To enable students to develop a love and appreciation for Religious Education, we deliver a broad and balanced knowledge and skills curriculum looking at major world religions and the culture of the peoples who follow them, as well as the influence of religion on human rights and social justice. We teach an appreciation for the contribution that religion and faith have made to popular culture in Britain and across the world. We want our children to understand how great the great religions have shaped thinking and captured the feeling and ideas of varying periods in time. Our children should leave TRS will an understanding of the importance of an understanding of religion and how it has shaped and continues to shape the world in which we live.
Here we explore these principles in the context of the RE Curriculum:
• Entitlement: All pupils have the right to study the core units of the United Learning RE curriculum, which expose students to key religious and non-religious views that have deeply affected the lives of people.
• Coherence: The RE curriculum is planned with carefully sequenced lessons and aims to provide a narrative to religious and non-religious views. The RE curriculum considers the disciplines which sit underneath the subject and makes powerful links to English, History and Geography in particular.

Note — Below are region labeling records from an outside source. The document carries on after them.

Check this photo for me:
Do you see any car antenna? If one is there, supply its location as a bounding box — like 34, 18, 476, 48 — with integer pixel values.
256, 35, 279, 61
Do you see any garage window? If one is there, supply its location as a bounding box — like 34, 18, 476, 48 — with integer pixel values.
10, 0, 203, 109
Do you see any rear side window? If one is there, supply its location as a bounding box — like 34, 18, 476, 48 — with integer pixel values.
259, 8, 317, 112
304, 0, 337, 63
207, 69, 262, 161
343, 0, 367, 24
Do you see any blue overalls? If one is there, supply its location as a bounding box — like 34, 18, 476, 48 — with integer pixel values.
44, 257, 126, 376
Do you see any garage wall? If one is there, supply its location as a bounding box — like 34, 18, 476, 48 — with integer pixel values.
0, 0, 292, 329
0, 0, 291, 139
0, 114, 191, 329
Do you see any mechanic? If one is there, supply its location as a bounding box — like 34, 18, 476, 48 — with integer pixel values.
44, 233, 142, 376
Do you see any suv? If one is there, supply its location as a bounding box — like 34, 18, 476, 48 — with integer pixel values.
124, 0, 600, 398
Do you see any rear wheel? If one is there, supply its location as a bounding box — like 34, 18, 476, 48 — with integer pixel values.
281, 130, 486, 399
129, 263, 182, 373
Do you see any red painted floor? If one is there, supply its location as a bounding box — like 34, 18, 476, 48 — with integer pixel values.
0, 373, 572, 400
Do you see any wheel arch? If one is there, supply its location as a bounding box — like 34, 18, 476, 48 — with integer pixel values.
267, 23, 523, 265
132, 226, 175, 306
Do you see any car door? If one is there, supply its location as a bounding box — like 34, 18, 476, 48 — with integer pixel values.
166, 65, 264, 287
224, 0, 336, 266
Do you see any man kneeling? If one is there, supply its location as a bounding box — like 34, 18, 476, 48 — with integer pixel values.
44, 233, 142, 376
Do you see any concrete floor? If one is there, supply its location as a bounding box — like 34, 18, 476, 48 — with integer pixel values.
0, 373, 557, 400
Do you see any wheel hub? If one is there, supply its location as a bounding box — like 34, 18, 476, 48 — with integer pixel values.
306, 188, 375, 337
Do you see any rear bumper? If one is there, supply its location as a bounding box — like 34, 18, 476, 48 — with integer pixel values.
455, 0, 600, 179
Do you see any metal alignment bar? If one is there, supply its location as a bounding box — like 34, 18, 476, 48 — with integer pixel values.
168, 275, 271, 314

• Mastery: Students are expected to ‘get better’ at RE as they progress through the curriculum
• Adaptability: The RE curriculum contains core units which all schools are expected to teach, however, we also provide optional units for schools to have flexibility in teaching RE within their local context. Lessons are centrally planned by the Subject Advisor, but schools are expected to adapt these lessons for their local context and the individual classes they teach.
• Representation: The RE curriculum is planned with diversity and inclusion in mind. All students should see themselves within the RE curriculum as it covers a great variety of traditions and perspectives. We also explicitly deal with issues of equality within the curriculum.
• Education with character: Through exposure to the big ideas of religious and non-religious belief, students have explicit opportunities for spiritual, moral, social and cultural development.